Every so often, contemporary opponents of the Jeffersonian tradition make the argument that the legacy of the “Sage of Monticello” has been tainted by patent hypocrisy. The barrage of attacks Jefferson levied against slavery, they suggest, should be discounted on the grounds that he was a slave owner himself. Beyond this, some go as far as to claim that all redeemable facets of Jefferson’s political philosophy and accomplishments of his civil career should be consequently ignored forgotten. Because of his supposedly incongruous position on slavery, the Jeffersonian tradition is sometimes deemed as inconsequential, a mere footnote in history that should be swept under a rug and buried forever.
Despite these erroneous narratives, Thomas Jefferson was deeply opposed to slavery, and the question of freeing his slaves was much more complex and complicated than most assume. While he understood the practice to be indisputably immoral and malevolent, Jefferson was unable to eradicate it in Virginia despite his own earnest efforts.

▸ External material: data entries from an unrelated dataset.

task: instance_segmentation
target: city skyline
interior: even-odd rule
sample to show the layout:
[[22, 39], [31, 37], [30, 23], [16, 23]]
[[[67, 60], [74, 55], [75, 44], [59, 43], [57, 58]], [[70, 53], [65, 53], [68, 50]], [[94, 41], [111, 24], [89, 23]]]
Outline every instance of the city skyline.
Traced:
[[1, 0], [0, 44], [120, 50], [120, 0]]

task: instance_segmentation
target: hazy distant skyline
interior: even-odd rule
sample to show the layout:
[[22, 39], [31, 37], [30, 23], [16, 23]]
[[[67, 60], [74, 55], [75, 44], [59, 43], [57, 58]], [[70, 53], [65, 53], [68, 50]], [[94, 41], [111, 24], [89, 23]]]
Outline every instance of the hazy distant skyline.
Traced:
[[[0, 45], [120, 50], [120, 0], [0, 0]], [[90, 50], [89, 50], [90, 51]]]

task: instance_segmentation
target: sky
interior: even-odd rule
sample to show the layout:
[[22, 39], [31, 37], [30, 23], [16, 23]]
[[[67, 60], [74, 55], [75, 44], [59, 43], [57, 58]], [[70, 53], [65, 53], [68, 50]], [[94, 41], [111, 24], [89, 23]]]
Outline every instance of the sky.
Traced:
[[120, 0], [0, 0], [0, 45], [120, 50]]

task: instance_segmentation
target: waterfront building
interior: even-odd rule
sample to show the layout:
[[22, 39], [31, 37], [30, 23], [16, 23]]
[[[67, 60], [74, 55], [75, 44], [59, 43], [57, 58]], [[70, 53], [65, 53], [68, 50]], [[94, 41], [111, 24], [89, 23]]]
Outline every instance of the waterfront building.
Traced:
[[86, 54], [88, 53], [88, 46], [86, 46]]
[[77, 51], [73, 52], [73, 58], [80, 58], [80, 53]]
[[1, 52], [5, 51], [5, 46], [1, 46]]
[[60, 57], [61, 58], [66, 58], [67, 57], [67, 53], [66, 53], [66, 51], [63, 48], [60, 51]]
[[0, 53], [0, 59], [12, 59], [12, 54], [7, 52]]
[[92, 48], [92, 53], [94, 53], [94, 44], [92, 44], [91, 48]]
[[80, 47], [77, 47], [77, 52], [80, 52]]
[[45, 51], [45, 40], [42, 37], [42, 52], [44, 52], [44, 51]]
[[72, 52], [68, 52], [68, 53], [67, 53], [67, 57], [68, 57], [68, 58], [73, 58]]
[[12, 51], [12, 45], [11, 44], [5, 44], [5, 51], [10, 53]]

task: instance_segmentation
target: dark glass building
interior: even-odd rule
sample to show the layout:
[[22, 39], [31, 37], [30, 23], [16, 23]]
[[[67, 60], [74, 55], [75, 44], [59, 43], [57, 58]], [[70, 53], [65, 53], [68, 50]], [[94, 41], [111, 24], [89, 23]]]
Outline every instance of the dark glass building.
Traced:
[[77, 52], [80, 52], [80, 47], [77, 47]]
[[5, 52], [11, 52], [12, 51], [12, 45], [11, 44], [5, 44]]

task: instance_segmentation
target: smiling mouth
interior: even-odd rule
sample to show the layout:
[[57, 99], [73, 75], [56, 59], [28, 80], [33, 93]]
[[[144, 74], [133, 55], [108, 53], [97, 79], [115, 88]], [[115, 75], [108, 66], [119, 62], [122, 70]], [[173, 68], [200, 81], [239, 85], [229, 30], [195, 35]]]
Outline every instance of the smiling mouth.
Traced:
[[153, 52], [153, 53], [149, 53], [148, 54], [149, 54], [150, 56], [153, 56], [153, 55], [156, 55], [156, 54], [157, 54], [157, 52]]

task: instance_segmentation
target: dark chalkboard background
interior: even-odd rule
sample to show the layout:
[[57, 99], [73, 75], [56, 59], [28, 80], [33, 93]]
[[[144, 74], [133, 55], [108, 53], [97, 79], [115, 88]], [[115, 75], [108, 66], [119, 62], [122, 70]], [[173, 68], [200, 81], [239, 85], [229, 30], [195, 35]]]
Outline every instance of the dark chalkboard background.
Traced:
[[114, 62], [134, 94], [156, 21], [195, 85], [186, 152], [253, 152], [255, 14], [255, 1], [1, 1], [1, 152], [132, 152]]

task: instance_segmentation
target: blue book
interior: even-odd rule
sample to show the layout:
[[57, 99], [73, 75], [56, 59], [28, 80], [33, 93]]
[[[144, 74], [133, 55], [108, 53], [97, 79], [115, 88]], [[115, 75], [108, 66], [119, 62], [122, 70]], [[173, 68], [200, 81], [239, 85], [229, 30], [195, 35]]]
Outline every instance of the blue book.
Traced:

From his earliest days as a burgess, Jefferson championed legislation that would make it easier for slave owners to independently manumit their own slaves. In 1770, he represented two mulatto boys pro bono, arguing that they had natural rights. Again in 1772, he gave legal representation to George Manly, a son of a free black woman, who had petitioned for freedom after working as an indentured servant beyond his contracted term. Once his freedom was secured, Manly worked at Monticello for Jefferson himself, who paid him wages.